The Quality Assurance Agency insists that universities responded positively to its original consultation paper. Tony Tysome trawled responses and found little evidence of this.

Oxford said the QAA model would do "little to encourage the pursuit of international standards of excellence or to identify in which institutions such standards were achieved". Instead, Oxford suggested a model based on its own methods. This would mean:

* faculties publishing programme specifications and standards, monitored by the university's central quality assurance bodies

* an eight-year cycle of external faculty/departmental review by committees consisting mainly of external members, including at least one from overseas and relating to international standards of excellence

* annual reports by faculty boards to the general board

* annual external examiner reports, scrutinised by central quality assurance bodies

* external advisory panels, containing "members of the highest eminence in the relevant fields, such as Nobel Prizewinners, leaders of industry etc".

The university says the QAA should encourage groups of similar institutions to monitor quality mutually.

Nottingham Trent University said it is not convinced that the QAA's proposed system will reduce the burden on institutions.

The timetable for introducing the new regime was "too tight" and the proposed system was "flawed" because there will be no evaluation phase before it is enforced. Developing benchmark standards for inter-disciplinary and multi-disciplinary work is "very difficult and needs to be addressed as a matter of urgency".

Staffordshire University said: "The QAA has accepted the Dearing report's recommendations as its agenda, but is it not important to register the extent to which the debate has moved on (eg UFI, The Learning Age, government proposals to support widening participation and address social exclusion)?" It said the proposals could lead to a national curriculum for higher education and the system will not be sufficiently robust to permit a link between quality and funding.

Coventry University found the QAA's proposals "one of heavy-handed intervention that could be "very damaging" and "create an unacceptable trend towards a national curriculum for higher education". Qualifications frameworks tend to "oversimplify complex issues and can mislead users into making unwarranted comparisons and claims for equivalence".

Derby University said: "We cannot see that a coherent and operarable system has yet been outlined. In these circumstances any attempt to link funding to quality on the basis proposed would be dangerous and potentially very unfair."

The university warned against a differentiated approach to quality reviews that would treat some institutions with a "lighter touch", since "this could result in unequal and unfair treatment".

The London School of Economics said: "Universities are subscribers to the QAA, which has a responsibility to them.
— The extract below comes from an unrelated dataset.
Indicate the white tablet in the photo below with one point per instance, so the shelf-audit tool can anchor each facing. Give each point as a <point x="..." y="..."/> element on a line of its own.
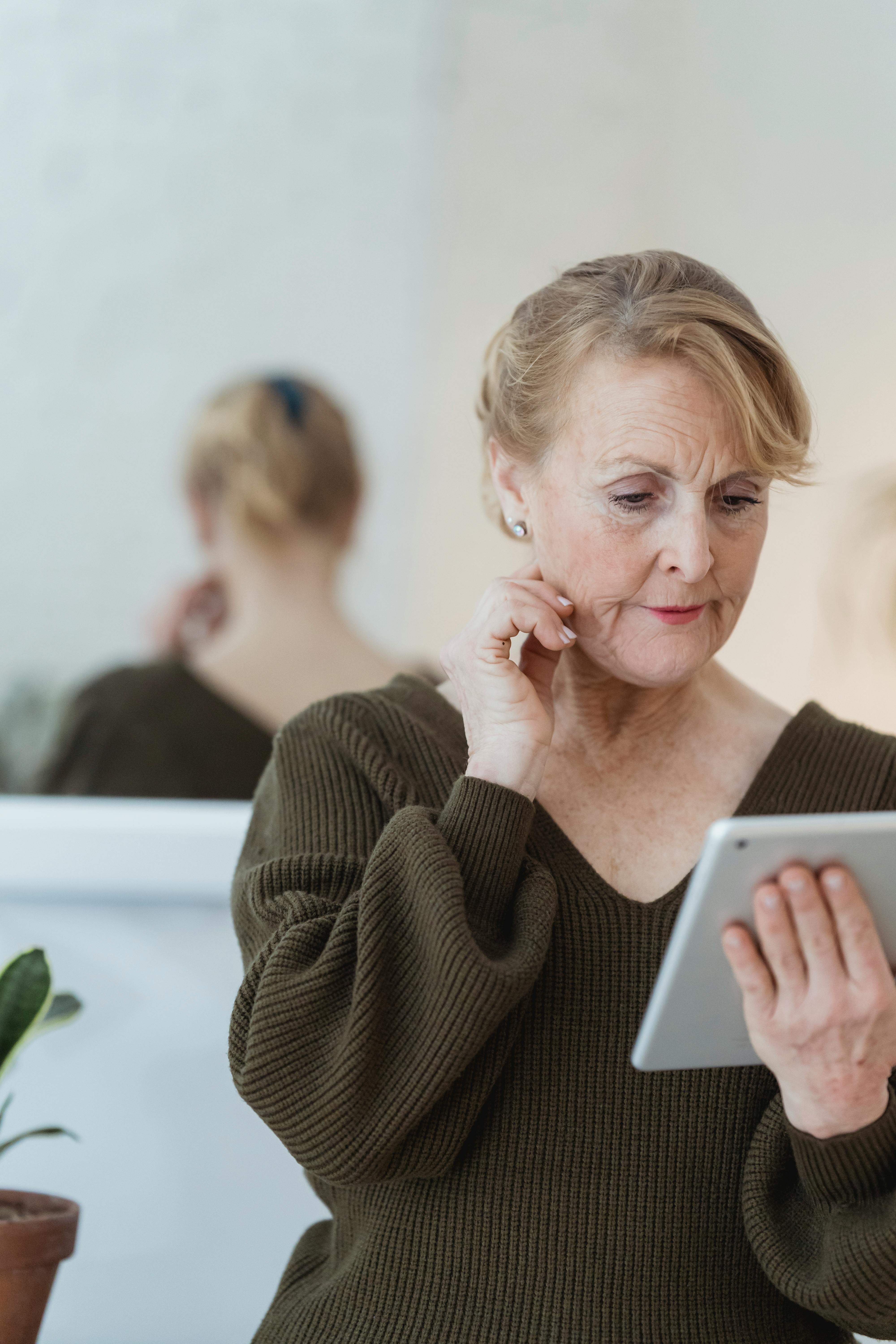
<point x="695" y="1017"/>
<point x="65" y="849"/>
It is a matter of grave concern that there is neither discussion of the costs involved in implementing these proposals nor of the additional resources to meet them." The number of forms passing from universities to the QAA annually is likely to be at least 60,000, representing the creation of a "major bureaucracy".

The LSE suggested that there was little wrong with the current system of teaching quality assessments. It said: "The processes outlined in the consultation document would be required only if higher education were facing a crisis of standards, which by all the tests applied in the last six years, and by public confidence expressed in applicant numbers, it is not."
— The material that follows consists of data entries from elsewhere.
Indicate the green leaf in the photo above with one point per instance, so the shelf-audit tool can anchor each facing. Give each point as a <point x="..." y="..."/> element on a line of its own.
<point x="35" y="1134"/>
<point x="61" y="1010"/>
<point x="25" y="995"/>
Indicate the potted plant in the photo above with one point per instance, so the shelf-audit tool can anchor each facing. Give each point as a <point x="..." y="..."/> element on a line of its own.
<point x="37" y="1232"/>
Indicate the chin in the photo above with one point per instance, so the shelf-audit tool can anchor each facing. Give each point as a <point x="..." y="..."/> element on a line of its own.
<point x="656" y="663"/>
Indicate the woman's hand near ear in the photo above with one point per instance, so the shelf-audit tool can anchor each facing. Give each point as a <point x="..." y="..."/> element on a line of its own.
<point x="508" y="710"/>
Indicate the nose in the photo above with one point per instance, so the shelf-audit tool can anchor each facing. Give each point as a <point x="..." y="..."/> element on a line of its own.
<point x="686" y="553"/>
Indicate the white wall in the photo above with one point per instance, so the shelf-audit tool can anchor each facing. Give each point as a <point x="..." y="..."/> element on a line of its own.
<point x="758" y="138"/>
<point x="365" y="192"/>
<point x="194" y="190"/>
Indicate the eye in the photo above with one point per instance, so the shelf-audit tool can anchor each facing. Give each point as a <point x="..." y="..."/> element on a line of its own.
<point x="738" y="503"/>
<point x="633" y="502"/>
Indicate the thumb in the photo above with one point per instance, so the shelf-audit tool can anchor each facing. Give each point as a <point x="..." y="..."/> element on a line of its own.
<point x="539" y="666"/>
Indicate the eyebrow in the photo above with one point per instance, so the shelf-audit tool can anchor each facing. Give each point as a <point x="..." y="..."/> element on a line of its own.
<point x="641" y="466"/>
The changes proposed repeat the "one clear failure" of quality assessment, in that they continue to view learning and teaching as taking place within single subjects, rather than across subject boundaries.
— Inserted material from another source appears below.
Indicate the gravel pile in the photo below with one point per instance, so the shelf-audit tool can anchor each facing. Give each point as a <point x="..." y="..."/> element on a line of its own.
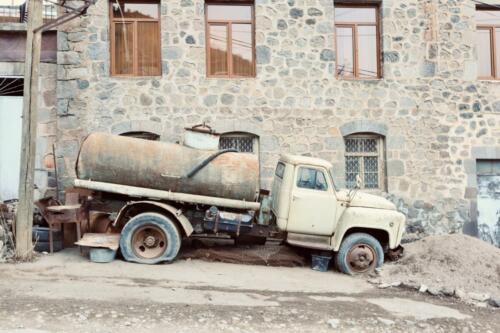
<point x="452" y="265"/>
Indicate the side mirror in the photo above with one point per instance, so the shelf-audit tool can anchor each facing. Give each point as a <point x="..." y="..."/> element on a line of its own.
<point x="359" y="182"/>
De Montfort University said the QAA has taken too much for granted in adopting the Dearing agenda for quality assurance and did not offer a real opportunity to discuss the rationale behind the proposed new system. The QAA's proposals fail to acknowledge the impact of modular courses and links with further education in the sector.

They also display "an apparent lack of confidence and underestimation of the maturity and capability of the majority of universities to self-regulate", the university adds.